For some reason, her body pulsed with Landon’s stares, with his nearness. Each quiver and tingle of awareness reminded her of every want and need and craving not appeased for years, for a lifetime.

Stopping the lawyer in midsentence, she glared at the dark, still man across the table, and firmly whispered, “I don’t want your settlement. It’s
you
I want, you’re the only one who can hurt Hector.”

He betrayed no reaction, except that, on the table, his fingers slowly curled into his palm.

“Now, in case any child results out of your union, Mr. Gage gets full custody,” the lawyer said.

Shock swept through Beth. “There will not
be
a child.”

Her reaction was so wild and instant, Landon threw his head back and gave a bark of laughter. The sound was such an unexpected rumble, striking such a discordant note with the rest of his composed self, it sent an uninvited jolt into her system. Outraged, she glowered. He really thought this funny?

To risk a child for a little bit of sex with the man!

“You’d take a child away from me?” Beth asked, disbelieving. “Is that any way to start a marriage? An association? A
war
team?”

His eyes danced in what seemed like mirth. “The way I see it, Beth, we start with honesty, which is more than I can say for my last marriage.” He sobered almost instantly, and his shoulders lifted in a shrug. “I distrust everyone, please understand.”

Her chest contracted. He could’ve reached inside her with those tanned, blunt hands and squeezed her heart.

Beth understood too well.

He’d lost one child, and he wouldn’t lose another.

He’d been betrayed. Just like Beth had been betrayed.

And when you stopped believing in people, deep down there would always be a part of you that you would never give, that nobody could
ever
again reach.

Landon wouldn’t trust Beth—but he would help her. And how, she marveled, had she enlisted such a man’s aid? She knew a gift from the universe when she saw one.

And there he was, sitting across the table—beautiful and ruthless. God help her.

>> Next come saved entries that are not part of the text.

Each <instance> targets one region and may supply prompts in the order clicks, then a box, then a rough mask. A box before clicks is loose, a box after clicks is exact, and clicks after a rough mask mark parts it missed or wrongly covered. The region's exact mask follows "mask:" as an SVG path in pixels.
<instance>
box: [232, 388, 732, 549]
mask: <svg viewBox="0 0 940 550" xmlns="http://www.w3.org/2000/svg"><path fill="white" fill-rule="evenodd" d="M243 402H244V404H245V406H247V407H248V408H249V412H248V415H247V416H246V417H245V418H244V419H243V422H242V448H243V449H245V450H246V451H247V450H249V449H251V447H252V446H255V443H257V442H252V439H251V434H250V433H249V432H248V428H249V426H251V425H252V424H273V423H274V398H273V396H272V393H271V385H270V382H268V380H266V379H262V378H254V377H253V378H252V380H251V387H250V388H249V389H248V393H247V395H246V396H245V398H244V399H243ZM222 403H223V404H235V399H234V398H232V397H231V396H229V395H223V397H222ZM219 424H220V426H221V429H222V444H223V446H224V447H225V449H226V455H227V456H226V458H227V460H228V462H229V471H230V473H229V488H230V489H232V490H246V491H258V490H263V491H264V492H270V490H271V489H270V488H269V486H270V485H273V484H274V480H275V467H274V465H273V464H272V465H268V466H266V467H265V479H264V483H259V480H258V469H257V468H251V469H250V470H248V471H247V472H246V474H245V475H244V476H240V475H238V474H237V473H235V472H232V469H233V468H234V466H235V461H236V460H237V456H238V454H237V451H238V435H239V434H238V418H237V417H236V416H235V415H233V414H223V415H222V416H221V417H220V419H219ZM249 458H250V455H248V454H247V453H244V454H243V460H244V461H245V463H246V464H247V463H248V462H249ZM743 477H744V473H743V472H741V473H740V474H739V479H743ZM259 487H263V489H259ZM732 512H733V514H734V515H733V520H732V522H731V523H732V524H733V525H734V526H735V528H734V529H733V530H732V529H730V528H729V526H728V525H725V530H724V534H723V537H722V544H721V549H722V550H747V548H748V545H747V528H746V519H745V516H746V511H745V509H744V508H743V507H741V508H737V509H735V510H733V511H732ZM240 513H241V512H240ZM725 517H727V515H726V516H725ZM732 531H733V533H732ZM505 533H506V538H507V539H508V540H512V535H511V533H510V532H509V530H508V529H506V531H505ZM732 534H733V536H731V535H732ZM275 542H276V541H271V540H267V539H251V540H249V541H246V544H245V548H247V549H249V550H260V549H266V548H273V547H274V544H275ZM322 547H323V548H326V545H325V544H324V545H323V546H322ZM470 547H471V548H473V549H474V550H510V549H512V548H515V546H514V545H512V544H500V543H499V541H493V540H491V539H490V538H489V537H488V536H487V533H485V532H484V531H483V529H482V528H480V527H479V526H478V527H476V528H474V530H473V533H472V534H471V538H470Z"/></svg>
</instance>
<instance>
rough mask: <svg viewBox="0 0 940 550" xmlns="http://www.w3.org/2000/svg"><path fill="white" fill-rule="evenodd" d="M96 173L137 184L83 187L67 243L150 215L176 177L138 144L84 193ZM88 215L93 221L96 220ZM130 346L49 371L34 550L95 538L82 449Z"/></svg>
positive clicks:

No, God help Hector Halifax when Landon Gage was through with him.

The thought invigorated her, exhilarated her. It could’ve been foreplay for the way her body responded to the idea of her new husband stomping all over Hector for all the times he’d stomped on Beth.

Relaxing in her seat, she confessed with a mischievous grin, “I’m still marrying you, Landon. Toss any more hoops you want me to jump through, but I’m still marrying you.”

A flicker of admiration passed across his face. Then the awesome silver in his eyes turned molten, his jaw bunched tightly—and he appeared shockingly…eager. A strange gravity entered his voice. “How about you sign those papers now, Bethany?”

The white-haired lawyer nodded in the direction of the document. “Miss Lewis? If you please?”

Bethany.

No one ever called her that.

Trying to dismiss the fact that he’d made it sound so intimate, like Bethany were his pet name for her, Beth signed the dotted line with a flourish and pointed the end of the pen at Landon. “Mrs. Gage,” she said, correcting the lawyer.

Landon’s eyes flashed. For a slow heartbeat, Beth pictured him lunging across the table, hauling her to him, and feasting on the lips he’d rejected the night before.

“I’m a Gage now,” she whispered.

“Not yet.” Slow and sure, his lips formed the wickedest, most dangerous grin she’d ever seen. “Gentlemen, I’d like to be left alone with my fiancée.”